Testing digestate as a fertilizer on maize crops


As part of the SYSTEMIC project in Italy, the University of Milan and the company Acqua & Sole are testing the use of digestate as a fertilizer on maize crops. The trial uses digestate and ammonium sulphate produced by the anaerobic digestion plant owned by Acqua & Sole, in comparison with parallel tests carried out using urea or no fertilization.

At the moment, the third year of experimentation is ongoing. The results obtained for the first two years were generally very positive. Following fertilization with digestate and ammonium sulphate, the main chemical characteristics of the soil (such as pH, CEC, available phosphorus, organic carbon, and C/N ratio) remained unchanged compared to the initial conditions. More in-depth investigations are planned for the end of the third year, such as fractionations of carbon and phosphorus, NMR and quantification of the concentrations of organic pollutants, which will provide important information on the effect of digestate use on the soil.

One of the most important parts of the work is focused on the risks of environmental impact, especially the risk of nitrate leaching that can pollute groundwater, the effect on soil microbial communities, and the emission of ammonia and greenhouse gases (N2O, CO2 and NH4) after fertilization. As regards the nitrate leaching, measurements of the nitrate concentration in the soil were carried out at a depth of one meter below the experimental fields for the entire duration of the agronomic seasons. The concentrations detected were always in line with those measured at the same depth in uncultivated soils, demonstrating that the use of digestate, within the limits established by law, does not cause a release of nitrates in such amounts as to reach the groundwater. Even the N-cycle related microbial populations of the soil, quantified for the entire duration of the agronomic seasons, remained always in line with those of soils fertilized with urea. This shows that the use of digestate and ammonium sulphate did not have a negative effect on the biotic component of the soil. Furthermore, as regards the emission of both ammonia and greenhouse gases, the data obtained during three years of experimentation indicate that on average the emissions measured following the use of digestate were perfectly comparable to those measured following use of urea (dosed in the same amounts). Also the odour emissions produced by fertilization with digestate through injection into the soil were comparable with those produced using urea.
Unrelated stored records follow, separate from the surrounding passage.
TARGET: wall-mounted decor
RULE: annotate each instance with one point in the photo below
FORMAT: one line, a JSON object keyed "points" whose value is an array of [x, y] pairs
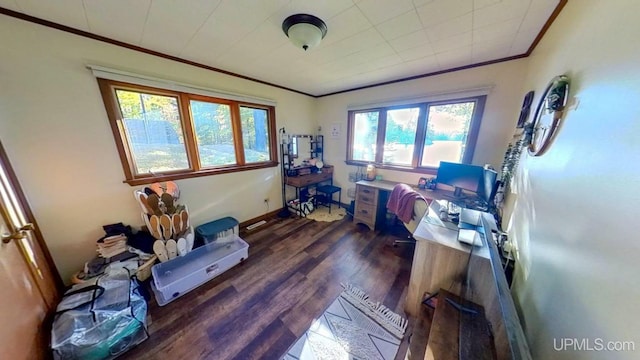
{"points": [[548, 114]]}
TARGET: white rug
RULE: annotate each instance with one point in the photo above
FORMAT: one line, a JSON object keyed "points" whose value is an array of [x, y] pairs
{"points": [[344, 331]]}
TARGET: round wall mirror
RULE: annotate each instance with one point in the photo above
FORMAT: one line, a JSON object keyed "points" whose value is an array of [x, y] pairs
{"points": [[548, 114]]}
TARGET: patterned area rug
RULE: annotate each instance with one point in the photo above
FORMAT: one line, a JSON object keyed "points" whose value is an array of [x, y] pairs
{"points": [[347, 330], [322, 214]]}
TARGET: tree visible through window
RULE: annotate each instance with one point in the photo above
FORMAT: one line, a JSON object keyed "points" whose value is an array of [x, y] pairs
{"points": [[164, 134], [415, 136]]}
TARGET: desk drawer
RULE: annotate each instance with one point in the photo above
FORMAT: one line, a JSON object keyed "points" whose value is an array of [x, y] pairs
{"points": [[366, 195]]}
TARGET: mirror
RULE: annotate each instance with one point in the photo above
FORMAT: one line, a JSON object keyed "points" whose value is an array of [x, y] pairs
{"points": [[300, 148], [548, 114]]}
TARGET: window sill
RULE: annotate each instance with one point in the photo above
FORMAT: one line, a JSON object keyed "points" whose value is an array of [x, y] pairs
{"points": [[419, 170], [192, 174]]}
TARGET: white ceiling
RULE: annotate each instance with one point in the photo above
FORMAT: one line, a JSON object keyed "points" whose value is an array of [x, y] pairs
{"points": [[368, 41]]}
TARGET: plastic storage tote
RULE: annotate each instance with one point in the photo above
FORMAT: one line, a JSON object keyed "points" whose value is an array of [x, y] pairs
{"points": [[177, 277]]}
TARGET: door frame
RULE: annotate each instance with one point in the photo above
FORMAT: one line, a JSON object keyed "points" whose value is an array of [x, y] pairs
{"points": [[13, 179]]}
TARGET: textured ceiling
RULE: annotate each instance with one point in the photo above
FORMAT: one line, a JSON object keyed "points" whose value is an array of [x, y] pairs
{"points": [[368, 41]]}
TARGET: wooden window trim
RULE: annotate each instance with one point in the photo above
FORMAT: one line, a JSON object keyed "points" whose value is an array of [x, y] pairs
{"points": [[472, 135], [107, 90]]}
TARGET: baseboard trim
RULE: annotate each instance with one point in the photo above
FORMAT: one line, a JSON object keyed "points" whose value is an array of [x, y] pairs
{"points": [[266, 217]]}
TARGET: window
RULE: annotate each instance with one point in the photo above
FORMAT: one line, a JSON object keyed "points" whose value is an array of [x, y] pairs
{"points": [[166, 135], [415, 137]]}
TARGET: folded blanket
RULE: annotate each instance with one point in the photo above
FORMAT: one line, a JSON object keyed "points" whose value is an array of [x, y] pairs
{"points": [[402, 200]]}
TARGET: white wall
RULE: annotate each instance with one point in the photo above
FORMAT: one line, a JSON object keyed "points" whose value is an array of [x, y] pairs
{"points": [[500, 115], [56, 133], [575, 215]]}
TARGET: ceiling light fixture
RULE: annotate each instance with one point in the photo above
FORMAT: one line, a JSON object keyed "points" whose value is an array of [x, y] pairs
{"points": [[305, 31]]}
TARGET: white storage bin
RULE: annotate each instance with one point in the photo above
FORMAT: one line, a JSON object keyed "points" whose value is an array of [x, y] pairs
{"points": [[177, 277]]}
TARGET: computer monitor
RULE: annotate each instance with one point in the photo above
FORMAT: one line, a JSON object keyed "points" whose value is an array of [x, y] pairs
{"points": [[461, 177]]}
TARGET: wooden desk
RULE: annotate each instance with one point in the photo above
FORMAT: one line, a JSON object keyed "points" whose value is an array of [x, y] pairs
{"points": [[440, 261], [308, 180]]}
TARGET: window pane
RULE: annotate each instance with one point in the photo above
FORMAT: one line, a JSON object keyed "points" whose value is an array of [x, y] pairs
{"points": [[154, 132], [447, 131], [214, 133], [365, 133], [255, 134], [400, 136]]}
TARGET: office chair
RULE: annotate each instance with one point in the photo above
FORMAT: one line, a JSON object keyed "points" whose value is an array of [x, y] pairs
{"points": [[399, 196]]}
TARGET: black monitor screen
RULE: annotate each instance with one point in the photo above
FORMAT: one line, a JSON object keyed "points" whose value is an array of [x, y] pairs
{"points": [[463, 176]]}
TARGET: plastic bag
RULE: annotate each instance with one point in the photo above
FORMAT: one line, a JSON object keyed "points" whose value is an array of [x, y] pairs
{"points": [[100, 321]]}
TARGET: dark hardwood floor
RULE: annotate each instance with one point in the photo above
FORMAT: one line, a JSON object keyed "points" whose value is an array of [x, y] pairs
{"points": [[259, 308]]}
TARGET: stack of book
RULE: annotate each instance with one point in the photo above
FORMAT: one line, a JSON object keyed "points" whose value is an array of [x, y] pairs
{"points": [[112, 246]]}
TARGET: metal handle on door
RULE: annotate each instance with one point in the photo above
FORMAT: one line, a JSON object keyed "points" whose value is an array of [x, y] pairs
{"points": [[20, 234]]}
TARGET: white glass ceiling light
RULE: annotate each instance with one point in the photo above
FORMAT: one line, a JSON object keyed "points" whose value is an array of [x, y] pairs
{"points": [[305, 31]]}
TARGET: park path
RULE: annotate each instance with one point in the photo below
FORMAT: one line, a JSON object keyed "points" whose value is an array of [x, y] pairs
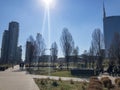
{"points": [[14, 79]]}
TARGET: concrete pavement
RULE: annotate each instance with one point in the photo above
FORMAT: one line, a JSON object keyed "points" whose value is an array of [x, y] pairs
{"points": [[14, 79]]}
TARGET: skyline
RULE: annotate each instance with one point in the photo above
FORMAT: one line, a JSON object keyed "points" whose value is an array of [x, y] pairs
{"points": [[80, 23]]}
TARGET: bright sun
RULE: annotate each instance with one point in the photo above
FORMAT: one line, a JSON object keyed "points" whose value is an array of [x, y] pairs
{"points": [[48, 3]]}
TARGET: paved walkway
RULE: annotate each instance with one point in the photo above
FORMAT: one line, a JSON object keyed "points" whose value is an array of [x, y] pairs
{"points": [[62, 78], [14, 79]]}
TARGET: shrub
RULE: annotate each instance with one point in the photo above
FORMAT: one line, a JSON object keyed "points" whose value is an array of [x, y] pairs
{"points": [[93, 78], [106, 82], [95, 84], [55, 83], [71, 81], [60, 79], [117, 81], [42, 82]]}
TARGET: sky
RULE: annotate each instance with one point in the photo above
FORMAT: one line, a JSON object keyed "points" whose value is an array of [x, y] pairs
{"points": [[81, 17]]}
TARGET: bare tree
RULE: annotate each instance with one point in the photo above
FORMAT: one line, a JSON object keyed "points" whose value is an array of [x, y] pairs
{"points": [[114, 50], [39, 47], [98, 44], [54, 52], [67, 45], [75, 54]]}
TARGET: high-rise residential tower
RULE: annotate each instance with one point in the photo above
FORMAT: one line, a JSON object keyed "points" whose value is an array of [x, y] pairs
{"points": [[4, 48], [10, 43], [13, 40]]}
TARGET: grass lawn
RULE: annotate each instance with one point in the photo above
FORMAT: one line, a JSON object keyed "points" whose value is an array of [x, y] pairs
{"points": [[48, 84]]}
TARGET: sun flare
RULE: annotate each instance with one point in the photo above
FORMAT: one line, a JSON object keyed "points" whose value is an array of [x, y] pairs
{"points": [[48, 3]]}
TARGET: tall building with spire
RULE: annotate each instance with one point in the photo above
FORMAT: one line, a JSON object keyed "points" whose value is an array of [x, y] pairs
{"points": [[111, 25], [13, 40], [9, 43], [4, 48]]}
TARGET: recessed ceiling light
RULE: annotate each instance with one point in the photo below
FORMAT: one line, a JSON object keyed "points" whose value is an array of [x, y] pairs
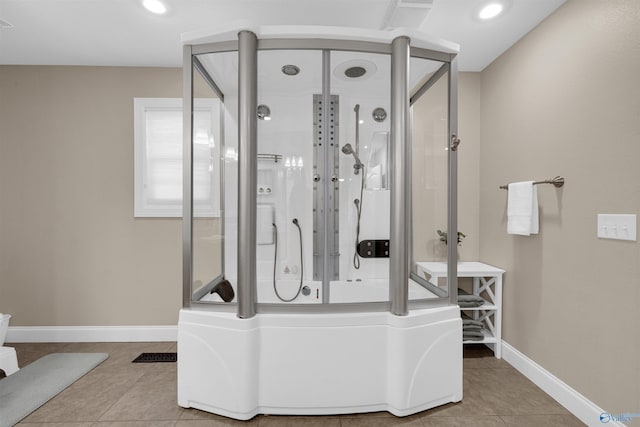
{"points": [[155, 6], [490, 11]]}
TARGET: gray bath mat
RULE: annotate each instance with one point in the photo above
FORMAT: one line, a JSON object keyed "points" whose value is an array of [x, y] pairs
{"points": [[32, 386]]}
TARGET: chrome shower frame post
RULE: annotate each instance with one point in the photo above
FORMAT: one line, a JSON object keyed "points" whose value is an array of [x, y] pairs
{"points": [[247, 171], [187, 176], [400, 179]]}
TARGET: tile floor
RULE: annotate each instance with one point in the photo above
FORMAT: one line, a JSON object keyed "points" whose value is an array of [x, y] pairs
{"points": [[119, 393]]}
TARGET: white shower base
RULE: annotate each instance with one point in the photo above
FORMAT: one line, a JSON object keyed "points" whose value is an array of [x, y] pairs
{"points": [[342, 291], [319, 364]]}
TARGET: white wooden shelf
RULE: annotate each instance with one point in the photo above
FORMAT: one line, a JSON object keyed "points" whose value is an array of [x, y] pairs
{"points": [[487, 283]]}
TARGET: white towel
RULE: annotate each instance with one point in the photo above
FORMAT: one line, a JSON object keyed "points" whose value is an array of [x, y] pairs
{"points": [[522, 209]]}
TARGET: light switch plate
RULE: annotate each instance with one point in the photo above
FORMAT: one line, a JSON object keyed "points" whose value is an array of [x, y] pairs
{"points": [[617, 226]]}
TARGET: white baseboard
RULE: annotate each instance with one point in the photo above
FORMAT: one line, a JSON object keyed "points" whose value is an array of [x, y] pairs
{"points": [[585, 410], [21, 334]]}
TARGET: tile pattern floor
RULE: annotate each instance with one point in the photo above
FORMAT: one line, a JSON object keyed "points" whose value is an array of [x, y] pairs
{"points": [[119, 393]]}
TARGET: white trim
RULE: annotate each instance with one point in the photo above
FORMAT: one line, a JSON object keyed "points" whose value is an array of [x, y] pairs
{"points": [[21, 334], [584, 409]]}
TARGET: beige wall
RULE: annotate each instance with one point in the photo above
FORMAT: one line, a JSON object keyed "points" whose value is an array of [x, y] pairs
{"points": [[71, 252], [565, 101]]}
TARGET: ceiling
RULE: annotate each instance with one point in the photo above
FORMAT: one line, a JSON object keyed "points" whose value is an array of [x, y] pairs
{"points": [[123, 33]]}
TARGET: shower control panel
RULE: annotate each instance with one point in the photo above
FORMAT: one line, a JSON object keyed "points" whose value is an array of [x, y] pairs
{"points": [[373, 248]]}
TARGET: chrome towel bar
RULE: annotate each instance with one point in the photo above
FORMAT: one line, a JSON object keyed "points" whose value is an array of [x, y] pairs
{"points": [[557, 181]]}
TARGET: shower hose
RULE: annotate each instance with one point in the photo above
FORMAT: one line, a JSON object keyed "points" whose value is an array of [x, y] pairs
{"points": [[275, 260], [358, 203]]}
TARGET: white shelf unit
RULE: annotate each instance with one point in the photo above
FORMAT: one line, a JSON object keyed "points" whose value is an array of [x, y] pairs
{"points": [[487, 283]]}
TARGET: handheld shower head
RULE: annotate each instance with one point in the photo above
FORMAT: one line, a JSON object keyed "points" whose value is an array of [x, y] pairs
{"points": [[347, 149]]}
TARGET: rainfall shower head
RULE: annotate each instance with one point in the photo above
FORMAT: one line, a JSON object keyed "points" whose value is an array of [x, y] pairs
{"points": [[348, 150]]}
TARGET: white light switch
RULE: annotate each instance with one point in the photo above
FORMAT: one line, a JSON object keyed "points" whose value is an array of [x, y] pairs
{"points": [[617, 226]]}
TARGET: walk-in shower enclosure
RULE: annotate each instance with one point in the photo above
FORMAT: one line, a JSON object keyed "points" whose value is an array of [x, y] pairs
{"points": [[319, 164]]}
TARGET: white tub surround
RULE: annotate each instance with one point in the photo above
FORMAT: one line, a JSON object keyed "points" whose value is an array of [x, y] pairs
{"points": [[319, 363]]}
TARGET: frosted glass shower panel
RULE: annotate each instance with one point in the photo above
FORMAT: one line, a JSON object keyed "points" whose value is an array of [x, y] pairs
{"points": [[207, 179], [362, 83], [429, 167]]}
Finally, the agronomic performances obtained with the use of digestate were measured by quantifying the grain produced. Also in this case the productions obtained from maize fertilized with digestate and ammonium sulphate were perfectly comparable with those obtained using urea in the same amounts.

In conclusion, the experimentation in Italy is demonstrating that the products of anaerobic digestion can totally replace mineral N fertilizers, without risk of degradation for the soil and the environment, and without decreasing production.